«L'Italia non è riuscita a proteggere il diritto alla vita di più di 200 migranti che erano a bordo di un'imbarcazione affondata nel Mediterraneo nel 2013», ha affermato il Comitato per i diritti umani delle Nazioni Unite. 

La decisione è stata pubblicata oggi e riguarda il naufragio di un’imbarcazione che trasportava più di 400 persone, tra cui anche dei bambini. Le accuse rivolte alle autorità italiane sono di non aver risposto prontamente alle richieste di soccorso provenienti dalla barca e di non aver fornito spiegazioni sul ritardo di intervento da parte della nave della marina, Its Libra, distante solamente un’ora dal luogo del naufragio.

L’incidente

Il peschereccio era partito da Zuwarah il 10 ottobre 2013 e dopo poche ore di viaggio è stato colpito da una barca battente bandiera berbera in acque internazionali, a 113 chilometri a sud da Lampedusa. Dopo l’incidente l’imbarcazione ha iniziato a incamerare tanta acqua e i migranti hanno chiamato il numero italiano per le emergenze riferendo le loro coordinate. Dopo svariate ore l’Italia ha riferito ai migranti che non potevano intervenire perché si trovavano nella zona di soccorso di Malta. Quando la motovedetta maltese è arrivata sul luogo il peschereccio era già quasi affondato. Soltanto a quel punto l’Italia ha inviato la sua nave della marina militare su richiesta urgente di Malta. In quel naufragio sono annegate 200 persone, tra cui 60 bambini.

La decisione delle Nazioni Unite

La decisione del Comitato per i diritti umani arriva dopo un’indagine interna iniziata con una denuncia presentata da tre siriani e un cittadino palestinese, che sono sopravvissuti ma che hanno perso le loro famiglie nell’incidente. Negli anni alcuni migranti sopravvissuti hanno sporto denuncia ai tribunali italiani.

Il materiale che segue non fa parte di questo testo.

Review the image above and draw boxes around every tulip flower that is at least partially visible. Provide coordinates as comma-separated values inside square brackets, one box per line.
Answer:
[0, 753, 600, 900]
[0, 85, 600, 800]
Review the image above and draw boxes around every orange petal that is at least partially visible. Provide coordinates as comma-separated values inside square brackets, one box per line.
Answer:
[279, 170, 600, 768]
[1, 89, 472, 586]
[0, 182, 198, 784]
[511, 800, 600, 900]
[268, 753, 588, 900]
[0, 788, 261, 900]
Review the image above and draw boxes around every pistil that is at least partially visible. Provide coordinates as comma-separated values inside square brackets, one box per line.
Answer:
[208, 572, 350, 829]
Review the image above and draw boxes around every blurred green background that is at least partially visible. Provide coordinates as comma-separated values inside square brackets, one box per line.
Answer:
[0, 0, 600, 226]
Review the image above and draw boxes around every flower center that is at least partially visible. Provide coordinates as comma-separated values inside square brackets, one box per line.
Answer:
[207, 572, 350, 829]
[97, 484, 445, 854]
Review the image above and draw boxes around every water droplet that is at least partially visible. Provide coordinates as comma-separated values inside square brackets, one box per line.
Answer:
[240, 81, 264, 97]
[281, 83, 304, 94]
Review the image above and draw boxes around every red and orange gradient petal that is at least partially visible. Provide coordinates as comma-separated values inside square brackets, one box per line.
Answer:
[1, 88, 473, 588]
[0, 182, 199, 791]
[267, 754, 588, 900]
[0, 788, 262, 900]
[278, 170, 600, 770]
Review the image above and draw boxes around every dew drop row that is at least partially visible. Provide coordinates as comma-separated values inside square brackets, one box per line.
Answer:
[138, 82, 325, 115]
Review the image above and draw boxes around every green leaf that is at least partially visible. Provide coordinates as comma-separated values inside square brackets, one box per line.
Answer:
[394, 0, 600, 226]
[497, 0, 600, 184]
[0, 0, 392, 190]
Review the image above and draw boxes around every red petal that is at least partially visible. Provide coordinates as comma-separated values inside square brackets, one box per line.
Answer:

«È un caso complesso. L'incidente è avvenuto in acque internazionali all'interno della zona di ricerca e soccorso maltese, ma il luogo era effettivamente più vicino all'Italia e a una delle sue navi militari. Se le autorità italiane avessero diretto immediatamente la loro nave e le barche della guardia costiera dopo la richiesta di soccorso, avrebbero raggiunto la barca al più tardi due ore prima del suo affondamento», ha detto Hélène Tigroudja, membro del comitato.

«Gli Stati sono tenuti, secondo il diritto internazionale del mare, a prendere misure per proteggere la vita di tutti gli individui che si trovano in una situazione di pericolo in mare. Anche se la nave che affondava non si trovava nella zona di ricerca e soccorso dell'Italia, l'autorità italiana aveva il dovere di sostenere la missione di ricerca e soccorso per salvare la vita dei migranti. L'azione ritardata dell'Italia ha avuto un impatto diretto sulla perdita di centinaia di vite», ha aggiunto Tigroudja.

Infine, il Comitato ha esortato l'Italia a dare vita a un’indagine indipendente e a perseguire i responsabili. I migranti avevano presentato un ricorso anche contro Malta, ma è stato respinto dalle Nazioni Unite perché i querelanti non hanno avviato un procedimento legale davanti ai tribunali maltesi, uno dei requisiti necessari per legge.